Feder was still beaming after last Thursday’s reunion with some of his former students and members of the congregation that he led in Toronto. More than 70 people attended the event at the Yehuda Hotel in Malha. For many, it was not only a reunion with Feder but also with each other. Some had not seen each other in many years, and there were glad cries of recognition, sometimes after name tags had been carefully checked.

■ AMBASSADOR TO the US Ron Dermer was among the congregants at Hazvi Yisrael Synagogue last Friday night and was able to pray undisturbed because so few of the congregants recognized him. For some odd reason, Dermer’s photo does not appear in the Israeli media nearly as frequently as did those of his predecessors, which, if he feels so inclined, enables him to maintain a certain anonymity.

■ APROPOS HAZVI Yisrael, Larry Wachsman, one of its prominent congregants and executive members, believes that all the fuss and embarrassment concerning the young woman who was converted in the US by Rabbi Haskel Lookstein could have been avoided. The woman, who is religiously observant and who was planning to get married to her Israeli fiancé, was rejected by the Petah Tikva Rabbinical Court along with her rabbi, regardless of the fact that Lookstein is recognized and held in esteem by the Chief Rabbinate. As soon as the problem arose, Ashkenazi Chief Rabbi David Lau, who has spoken out on behalf of Lookstein, should have simply performed the wedding ceremony himself, says Wachsman. That way there would not have been a demonstration against the Chief Rabbinate, and there would have been minimal humiliation and embarrassment for the bride and for Lookstein.
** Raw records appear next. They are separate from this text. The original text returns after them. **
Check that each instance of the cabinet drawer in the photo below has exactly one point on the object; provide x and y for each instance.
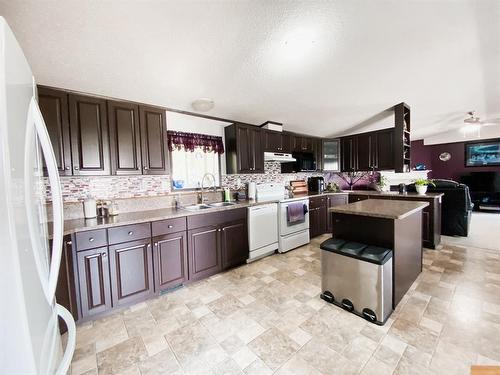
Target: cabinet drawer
(129, 233)
(315, 202)
(216, 218)
(162, 227)
(91, 239)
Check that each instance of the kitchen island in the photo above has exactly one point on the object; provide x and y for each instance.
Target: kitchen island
(393, 224)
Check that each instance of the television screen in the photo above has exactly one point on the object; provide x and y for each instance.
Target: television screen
(481, 154)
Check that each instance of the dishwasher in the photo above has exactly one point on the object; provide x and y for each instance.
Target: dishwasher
(262, 230)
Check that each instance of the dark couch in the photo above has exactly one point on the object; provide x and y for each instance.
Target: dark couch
(456, 209)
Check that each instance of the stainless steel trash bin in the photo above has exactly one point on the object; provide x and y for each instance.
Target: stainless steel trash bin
(358, 278)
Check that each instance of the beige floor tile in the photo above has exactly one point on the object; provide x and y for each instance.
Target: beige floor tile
(237, 323)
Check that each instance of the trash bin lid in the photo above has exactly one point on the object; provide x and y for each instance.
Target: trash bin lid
(332, 244)
(375, 254)
(352, 248)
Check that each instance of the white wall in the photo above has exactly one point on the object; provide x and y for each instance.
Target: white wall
(192, 124)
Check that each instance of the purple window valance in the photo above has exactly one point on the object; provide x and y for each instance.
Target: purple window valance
(189, 141)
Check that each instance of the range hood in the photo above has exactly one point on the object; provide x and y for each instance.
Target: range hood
(278, 156)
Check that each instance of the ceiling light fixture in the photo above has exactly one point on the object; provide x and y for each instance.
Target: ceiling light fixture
(203, 104)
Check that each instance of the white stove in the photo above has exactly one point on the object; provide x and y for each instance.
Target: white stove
(263, 221)
(292, 234)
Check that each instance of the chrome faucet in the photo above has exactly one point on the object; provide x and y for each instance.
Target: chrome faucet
(214, 187)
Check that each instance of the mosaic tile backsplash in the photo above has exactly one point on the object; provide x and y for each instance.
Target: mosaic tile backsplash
(75, 189)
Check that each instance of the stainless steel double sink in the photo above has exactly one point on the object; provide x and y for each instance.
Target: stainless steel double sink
(203, 206)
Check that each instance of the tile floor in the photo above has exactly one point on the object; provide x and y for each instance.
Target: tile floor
(267, 317)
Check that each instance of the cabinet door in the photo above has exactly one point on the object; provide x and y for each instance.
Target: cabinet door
(318, 154)
(364, 152)
(243, 145)
(234, 243)
(170, 260)
(93, 277)
(125, 138)
(272, 141)
(54, 107)
(330, 155)
(256, 150)
(154, 140)
(347, 150)
(65, 290)
(89, 135)
(204, 253)
(333, 201)
(131, 268)
(314, 222)
(286, 140)
(385, 150)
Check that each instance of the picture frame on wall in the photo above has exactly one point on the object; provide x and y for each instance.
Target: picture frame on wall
(482, 154)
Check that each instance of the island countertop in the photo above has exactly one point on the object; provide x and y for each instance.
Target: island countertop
(388, 209)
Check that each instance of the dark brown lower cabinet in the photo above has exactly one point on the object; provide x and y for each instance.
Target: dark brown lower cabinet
(317, 215)
(170, 260)
(234, 243)
(131, 271)
(333, 201)
(65, 290)
(93, 277)
(204, 252)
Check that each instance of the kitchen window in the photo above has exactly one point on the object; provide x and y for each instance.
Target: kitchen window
(189, 167)
(192, 156)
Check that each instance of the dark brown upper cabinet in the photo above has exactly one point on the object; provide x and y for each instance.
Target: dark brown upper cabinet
(89, 135)
(125, 138)
(244, 149)
(373, 151)
(54, 107)
(330, 155)
(366, 155)
(275, 141)
(154, 140)
(348, 150)
(302, 143)
(385, 150)
(318, 153)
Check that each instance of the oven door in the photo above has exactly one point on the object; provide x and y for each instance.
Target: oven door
(287, 228)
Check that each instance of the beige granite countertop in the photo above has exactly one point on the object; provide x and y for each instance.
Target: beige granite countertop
(395, 193)
(387, 209)
(126, 218)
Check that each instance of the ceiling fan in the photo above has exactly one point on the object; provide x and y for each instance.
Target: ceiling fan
(473, 124)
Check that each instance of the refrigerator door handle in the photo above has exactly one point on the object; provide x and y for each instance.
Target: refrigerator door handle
(71, 343)
(57, 205)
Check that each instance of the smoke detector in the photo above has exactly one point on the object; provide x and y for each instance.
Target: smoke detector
(203, 104)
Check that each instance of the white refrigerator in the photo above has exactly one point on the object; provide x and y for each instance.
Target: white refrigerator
(29, 335)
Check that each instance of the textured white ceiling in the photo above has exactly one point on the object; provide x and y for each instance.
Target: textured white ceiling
(320, 67)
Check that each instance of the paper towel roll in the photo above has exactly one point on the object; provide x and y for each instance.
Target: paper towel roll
(251, 190)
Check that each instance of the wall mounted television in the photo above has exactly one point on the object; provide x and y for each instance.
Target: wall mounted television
(482, 154)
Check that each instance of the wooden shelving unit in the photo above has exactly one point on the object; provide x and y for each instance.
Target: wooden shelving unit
(402, 140)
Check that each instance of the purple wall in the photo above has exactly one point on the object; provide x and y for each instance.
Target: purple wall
(451, 169)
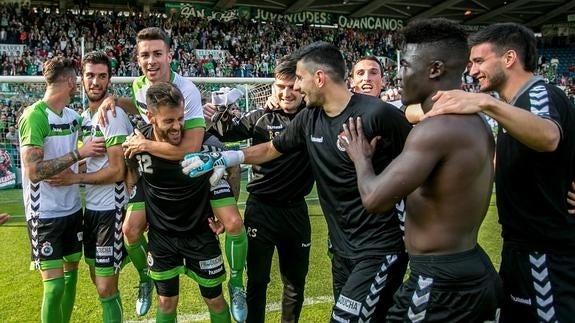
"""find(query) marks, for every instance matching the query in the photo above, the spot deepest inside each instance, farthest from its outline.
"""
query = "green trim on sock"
(50, 264)
(105, 271)
(222, 317)
(91, 262)
(69, 297)
(171, 273)
(236, 246)
(207, 282)
(162, 317)
(112, 309)
(52, 300)
(137, 253)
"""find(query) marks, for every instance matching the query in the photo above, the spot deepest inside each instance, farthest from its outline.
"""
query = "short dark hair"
(96, 57)
(368, 58)
(285, 70)
(446, 36)
(163, 94)
(57, 69)
(506, 36)
(153, 33)
(322, 55)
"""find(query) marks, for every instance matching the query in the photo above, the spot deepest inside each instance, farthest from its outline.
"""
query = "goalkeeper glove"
(197, 164)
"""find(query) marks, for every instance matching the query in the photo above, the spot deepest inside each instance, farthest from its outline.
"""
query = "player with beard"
(276, 214)
(369, 258)
(367, 78)
(534, 170)
(49, 134)
(177, 210)
(446, 170)
(106, 195)
(154, 57)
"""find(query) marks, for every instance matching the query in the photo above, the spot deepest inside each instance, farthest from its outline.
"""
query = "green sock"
(52, 300)
(222, 317)
(70, 279)
(137, 253)
(112, 309)
(236, 246)
(162, 317)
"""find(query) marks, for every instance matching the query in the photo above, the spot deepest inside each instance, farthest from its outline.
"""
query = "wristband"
(76, 154)
(233, 157)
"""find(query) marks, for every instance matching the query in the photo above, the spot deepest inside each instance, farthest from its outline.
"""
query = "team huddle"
(393, 194)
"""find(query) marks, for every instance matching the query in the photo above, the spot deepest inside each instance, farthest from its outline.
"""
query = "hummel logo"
(317, 139)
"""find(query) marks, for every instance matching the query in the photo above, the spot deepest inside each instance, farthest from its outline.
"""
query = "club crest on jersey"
(339, 143)
(47, 249)
(150, 260)
(133, 192)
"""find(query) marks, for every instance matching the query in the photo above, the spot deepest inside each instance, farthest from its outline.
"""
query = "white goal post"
(256, 90)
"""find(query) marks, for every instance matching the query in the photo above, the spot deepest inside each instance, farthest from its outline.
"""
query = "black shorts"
(286, 225)
(103, 241)
(136, 201)
(197, 255)
(364, 288)
(55, 240)
(538, 287)
(462, 287)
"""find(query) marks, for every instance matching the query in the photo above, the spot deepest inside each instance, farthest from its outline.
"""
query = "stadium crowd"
(253, 49)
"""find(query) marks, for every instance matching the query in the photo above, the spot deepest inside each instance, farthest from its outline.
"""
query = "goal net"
(22, 91)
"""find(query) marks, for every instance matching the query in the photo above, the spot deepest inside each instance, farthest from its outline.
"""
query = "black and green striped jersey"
(57, 135)
(532, 186)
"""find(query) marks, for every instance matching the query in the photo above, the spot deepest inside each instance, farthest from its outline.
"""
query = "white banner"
(216, 54)
(12, 49)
■ EVER SINCE Jerusalem Mayor Nir Barkat made his political ambitions public and began lobbying for future support when he runs in the next Knesset elections, he’s been making appearances and addressing groups outside the Jerusalem area. Coming up is a meeting on July 20 with the Tel Aviv International Salon, which caters strictly to young professionals in their twenties and thirties. The meeting will take place within the framework of “Young professionals meet top decision-makers.” The event will be held on the roof of WeWork, 7 Dubnov Street, Tel Aviv.